The Death Of Work: More Calls For Universal Basic Income




The concept of UBI is as fantastical as the notion that it’s OK to create a new class of unemployables by displacing them with robotic counterparts. It isn’t OK, and it will create a horrific Scientific Dictatorship. However, this is the mind of a Technocrat and the goal of Technocracy. Calls for UBI will not go away until people begin to confront these issues head-on.  TN Editor

David Simon, creator of the popular HBO series “The Wire,” and most recently “The Deuce,” has voiced his support for a system of wealth distribution known as universal basic income, in which every citizen receives a regular sum of money just for being alive.


“I think we’ve reached the point in terms of the death of work, and where we’re going in society and automation, that we should already be guaranteeing people a basic income,” Simon recently told New Yorker editor David Remnick on The New Yorker Radio Hour podcast.

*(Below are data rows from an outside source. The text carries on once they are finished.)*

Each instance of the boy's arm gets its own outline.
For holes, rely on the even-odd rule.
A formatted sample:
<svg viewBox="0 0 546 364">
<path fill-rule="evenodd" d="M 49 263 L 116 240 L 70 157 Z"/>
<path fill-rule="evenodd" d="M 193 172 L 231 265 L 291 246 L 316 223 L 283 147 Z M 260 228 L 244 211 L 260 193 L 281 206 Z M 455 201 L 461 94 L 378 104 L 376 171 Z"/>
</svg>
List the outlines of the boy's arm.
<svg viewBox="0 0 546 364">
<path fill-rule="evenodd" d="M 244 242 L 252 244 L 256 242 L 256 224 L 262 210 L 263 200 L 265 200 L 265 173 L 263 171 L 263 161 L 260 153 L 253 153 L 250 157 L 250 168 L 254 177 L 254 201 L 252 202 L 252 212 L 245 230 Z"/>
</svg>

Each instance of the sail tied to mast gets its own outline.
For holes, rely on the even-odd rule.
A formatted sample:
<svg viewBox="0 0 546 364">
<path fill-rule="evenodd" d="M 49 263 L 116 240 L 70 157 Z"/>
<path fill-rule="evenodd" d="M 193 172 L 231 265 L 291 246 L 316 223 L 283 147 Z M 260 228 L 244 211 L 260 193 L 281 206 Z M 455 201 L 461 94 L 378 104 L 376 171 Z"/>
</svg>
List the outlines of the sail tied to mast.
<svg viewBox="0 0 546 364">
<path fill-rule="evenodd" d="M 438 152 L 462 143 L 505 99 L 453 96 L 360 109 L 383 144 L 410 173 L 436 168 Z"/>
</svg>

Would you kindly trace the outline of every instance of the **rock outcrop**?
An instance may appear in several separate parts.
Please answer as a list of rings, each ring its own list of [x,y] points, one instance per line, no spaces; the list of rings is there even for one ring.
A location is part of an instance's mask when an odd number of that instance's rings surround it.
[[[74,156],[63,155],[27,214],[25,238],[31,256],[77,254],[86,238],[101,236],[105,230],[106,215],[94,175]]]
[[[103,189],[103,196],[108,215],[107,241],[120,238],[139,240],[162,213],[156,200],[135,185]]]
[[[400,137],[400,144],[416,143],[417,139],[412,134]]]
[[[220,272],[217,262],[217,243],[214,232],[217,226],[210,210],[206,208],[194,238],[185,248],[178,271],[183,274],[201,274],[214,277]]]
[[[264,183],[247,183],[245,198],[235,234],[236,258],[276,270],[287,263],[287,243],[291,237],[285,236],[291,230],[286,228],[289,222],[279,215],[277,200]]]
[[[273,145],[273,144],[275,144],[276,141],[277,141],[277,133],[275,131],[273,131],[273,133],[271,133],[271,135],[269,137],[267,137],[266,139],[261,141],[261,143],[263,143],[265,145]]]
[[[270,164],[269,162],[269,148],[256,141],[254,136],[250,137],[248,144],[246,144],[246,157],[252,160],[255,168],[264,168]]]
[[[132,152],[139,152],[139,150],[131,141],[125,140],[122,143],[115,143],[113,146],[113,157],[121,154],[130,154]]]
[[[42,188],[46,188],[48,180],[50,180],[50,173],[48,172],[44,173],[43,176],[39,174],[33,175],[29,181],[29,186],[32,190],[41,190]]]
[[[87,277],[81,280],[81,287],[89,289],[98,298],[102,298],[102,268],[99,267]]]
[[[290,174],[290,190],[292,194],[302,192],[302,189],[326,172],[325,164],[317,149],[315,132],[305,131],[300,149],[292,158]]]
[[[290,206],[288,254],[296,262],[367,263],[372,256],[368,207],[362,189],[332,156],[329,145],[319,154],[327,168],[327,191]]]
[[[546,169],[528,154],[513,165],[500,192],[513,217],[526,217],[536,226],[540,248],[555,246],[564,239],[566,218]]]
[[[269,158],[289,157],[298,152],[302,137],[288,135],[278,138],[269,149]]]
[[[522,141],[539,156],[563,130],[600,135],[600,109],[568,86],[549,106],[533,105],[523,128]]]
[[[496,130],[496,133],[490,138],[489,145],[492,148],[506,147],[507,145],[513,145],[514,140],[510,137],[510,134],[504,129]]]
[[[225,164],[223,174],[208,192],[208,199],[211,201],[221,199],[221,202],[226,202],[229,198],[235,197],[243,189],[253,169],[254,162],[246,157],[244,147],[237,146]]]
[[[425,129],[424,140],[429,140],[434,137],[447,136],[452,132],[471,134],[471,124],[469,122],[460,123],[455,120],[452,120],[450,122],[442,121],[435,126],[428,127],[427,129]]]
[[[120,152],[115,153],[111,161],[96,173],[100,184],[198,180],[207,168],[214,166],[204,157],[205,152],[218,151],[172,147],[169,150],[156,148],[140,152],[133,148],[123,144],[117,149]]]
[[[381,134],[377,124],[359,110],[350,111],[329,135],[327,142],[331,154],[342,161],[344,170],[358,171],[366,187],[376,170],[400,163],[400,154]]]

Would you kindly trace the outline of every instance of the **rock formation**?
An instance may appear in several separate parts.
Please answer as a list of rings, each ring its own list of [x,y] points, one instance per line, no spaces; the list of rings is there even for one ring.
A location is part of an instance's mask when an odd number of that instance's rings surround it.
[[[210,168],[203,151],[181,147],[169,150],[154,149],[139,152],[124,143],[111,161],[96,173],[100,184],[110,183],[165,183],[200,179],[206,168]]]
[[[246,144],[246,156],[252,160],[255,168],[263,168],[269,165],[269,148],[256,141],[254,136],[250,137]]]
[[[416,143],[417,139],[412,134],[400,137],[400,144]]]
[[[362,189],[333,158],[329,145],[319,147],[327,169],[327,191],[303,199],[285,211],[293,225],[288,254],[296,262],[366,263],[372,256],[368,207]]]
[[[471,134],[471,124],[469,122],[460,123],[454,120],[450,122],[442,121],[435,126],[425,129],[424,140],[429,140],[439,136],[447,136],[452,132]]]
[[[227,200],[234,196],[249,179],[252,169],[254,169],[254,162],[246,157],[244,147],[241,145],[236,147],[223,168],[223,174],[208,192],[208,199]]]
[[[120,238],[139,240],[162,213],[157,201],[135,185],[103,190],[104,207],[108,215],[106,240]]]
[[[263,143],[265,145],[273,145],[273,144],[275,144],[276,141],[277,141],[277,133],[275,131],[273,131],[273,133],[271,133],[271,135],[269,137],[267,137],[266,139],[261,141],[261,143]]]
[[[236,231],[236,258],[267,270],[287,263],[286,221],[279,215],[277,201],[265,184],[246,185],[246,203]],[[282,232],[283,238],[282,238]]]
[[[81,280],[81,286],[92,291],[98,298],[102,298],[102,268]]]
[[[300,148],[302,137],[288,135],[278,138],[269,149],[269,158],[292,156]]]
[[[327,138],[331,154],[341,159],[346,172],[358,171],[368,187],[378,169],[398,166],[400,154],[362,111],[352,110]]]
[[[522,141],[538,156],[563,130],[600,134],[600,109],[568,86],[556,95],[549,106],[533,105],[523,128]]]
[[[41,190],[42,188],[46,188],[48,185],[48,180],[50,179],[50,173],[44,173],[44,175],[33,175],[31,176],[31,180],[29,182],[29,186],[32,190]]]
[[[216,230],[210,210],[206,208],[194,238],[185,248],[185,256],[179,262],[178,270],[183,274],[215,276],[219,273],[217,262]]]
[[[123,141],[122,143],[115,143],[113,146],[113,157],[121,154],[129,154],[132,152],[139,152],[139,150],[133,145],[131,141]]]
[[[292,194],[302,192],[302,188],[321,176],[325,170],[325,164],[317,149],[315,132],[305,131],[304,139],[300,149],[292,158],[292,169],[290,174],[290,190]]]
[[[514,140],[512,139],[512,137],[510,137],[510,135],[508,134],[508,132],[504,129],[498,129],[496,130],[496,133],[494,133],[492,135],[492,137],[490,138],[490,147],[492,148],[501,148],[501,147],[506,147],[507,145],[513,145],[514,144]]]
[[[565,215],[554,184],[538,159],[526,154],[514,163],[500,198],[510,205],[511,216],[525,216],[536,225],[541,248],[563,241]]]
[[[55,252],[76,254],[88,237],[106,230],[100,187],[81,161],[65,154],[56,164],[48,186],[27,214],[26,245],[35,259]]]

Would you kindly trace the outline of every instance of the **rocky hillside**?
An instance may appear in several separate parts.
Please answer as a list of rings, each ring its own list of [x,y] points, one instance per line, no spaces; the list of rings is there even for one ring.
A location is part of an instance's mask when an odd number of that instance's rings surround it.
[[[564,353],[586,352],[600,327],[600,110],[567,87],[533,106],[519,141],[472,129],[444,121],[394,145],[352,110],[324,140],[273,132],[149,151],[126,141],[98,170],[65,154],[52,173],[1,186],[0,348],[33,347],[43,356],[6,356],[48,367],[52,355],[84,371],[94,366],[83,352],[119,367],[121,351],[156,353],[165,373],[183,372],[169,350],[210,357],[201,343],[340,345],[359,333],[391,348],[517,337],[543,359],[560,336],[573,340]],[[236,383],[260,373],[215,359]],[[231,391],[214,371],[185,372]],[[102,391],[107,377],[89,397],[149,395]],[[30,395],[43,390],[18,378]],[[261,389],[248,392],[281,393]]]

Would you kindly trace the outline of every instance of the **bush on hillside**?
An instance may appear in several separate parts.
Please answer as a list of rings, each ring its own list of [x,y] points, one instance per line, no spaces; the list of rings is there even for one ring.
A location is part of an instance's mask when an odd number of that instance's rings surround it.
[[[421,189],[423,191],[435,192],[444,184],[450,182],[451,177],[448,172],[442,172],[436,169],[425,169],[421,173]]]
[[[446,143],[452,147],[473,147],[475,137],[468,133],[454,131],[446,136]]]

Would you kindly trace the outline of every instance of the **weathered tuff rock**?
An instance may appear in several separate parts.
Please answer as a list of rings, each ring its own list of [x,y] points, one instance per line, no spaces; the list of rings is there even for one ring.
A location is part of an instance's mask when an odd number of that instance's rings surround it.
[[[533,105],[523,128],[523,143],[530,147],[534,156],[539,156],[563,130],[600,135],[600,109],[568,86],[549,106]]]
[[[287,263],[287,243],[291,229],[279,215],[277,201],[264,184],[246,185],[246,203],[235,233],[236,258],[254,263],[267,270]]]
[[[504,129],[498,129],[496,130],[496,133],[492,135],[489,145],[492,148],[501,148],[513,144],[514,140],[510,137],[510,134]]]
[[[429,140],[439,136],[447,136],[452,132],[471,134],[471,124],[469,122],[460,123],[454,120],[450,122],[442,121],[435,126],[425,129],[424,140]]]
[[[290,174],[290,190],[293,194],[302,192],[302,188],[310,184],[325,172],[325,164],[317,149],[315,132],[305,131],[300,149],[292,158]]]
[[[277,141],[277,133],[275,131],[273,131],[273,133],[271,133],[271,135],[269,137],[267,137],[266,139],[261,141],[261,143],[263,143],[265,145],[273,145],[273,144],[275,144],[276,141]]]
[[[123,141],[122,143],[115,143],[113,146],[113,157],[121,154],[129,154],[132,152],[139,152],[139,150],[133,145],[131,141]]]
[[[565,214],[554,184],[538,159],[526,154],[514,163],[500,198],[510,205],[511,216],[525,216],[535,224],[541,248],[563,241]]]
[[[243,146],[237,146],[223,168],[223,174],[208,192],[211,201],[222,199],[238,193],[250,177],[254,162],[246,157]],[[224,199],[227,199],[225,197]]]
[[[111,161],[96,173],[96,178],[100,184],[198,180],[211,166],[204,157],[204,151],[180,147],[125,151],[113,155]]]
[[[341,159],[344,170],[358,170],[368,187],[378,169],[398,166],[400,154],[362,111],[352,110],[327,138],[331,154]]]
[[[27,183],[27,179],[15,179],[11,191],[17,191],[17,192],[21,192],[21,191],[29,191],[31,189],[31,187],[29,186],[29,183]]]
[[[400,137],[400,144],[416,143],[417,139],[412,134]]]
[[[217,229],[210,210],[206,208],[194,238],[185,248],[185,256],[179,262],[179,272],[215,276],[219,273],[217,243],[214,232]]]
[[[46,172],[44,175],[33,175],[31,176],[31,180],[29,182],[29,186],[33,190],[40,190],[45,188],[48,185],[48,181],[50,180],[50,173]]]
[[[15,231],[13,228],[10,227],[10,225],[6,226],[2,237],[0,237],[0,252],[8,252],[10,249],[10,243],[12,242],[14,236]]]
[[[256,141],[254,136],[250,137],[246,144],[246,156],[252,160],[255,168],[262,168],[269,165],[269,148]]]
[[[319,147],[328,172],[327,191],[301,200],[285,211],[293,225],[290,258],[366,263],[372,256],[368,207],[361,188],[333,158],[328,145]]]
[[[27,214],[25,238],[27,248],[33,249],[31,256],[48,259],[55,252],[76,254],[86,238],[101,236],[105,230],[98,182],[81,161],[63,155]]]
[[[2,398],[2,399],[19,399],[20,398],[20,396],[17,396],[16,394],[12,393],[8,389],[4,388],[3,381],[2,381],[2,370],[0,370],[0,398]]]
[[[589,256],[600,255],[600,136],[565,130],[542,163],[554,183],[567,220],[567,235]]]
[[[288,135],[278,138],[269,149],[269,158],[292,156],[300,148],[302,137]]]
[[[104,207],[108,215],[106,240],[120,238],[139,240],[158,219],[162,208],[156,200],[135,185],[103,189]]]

Simon’s body of work, which includes news articles, books, and TV shows, has focused extensively on the nature of American labor. “The Wire” centered on the drug trade in Baltimore, Maryland in the early 2000s. “The Deuce,” currently in its first season, explores prostitution in New York City in the early 1970s.


In his podcast interview, Simon pointed to the threat of robotic automation as grounds for implementing basic income. Economists have issued numerous forecasts that predict huge swaths of the American workforce, perhaps as much as 50%, could lose their job over the next 20 years to highly intelligent software and factory robots.


Advocates of basic income say redistributing the wealth produced by those efficient systems — in effect, something akin to a dividend — would give people the means to avoid menial work and still live above the poverty line.


Basic income would be “an incredible boon to the country, and it would honestly take into account that we don’t need as many Americans to run this economy as we once did,” Simon said.


Critics of basic income tend to voice two big concerns about the system: that giving people free money will sap the drive to work out of potential employees, and that people (especially those in poverty) will spend the money on bad habits.


Simon disagreed, arguing that families who receive between $20,000 and $40,000 a year, depending on the size of the basic income payments, would actually boost the country’s prosperity.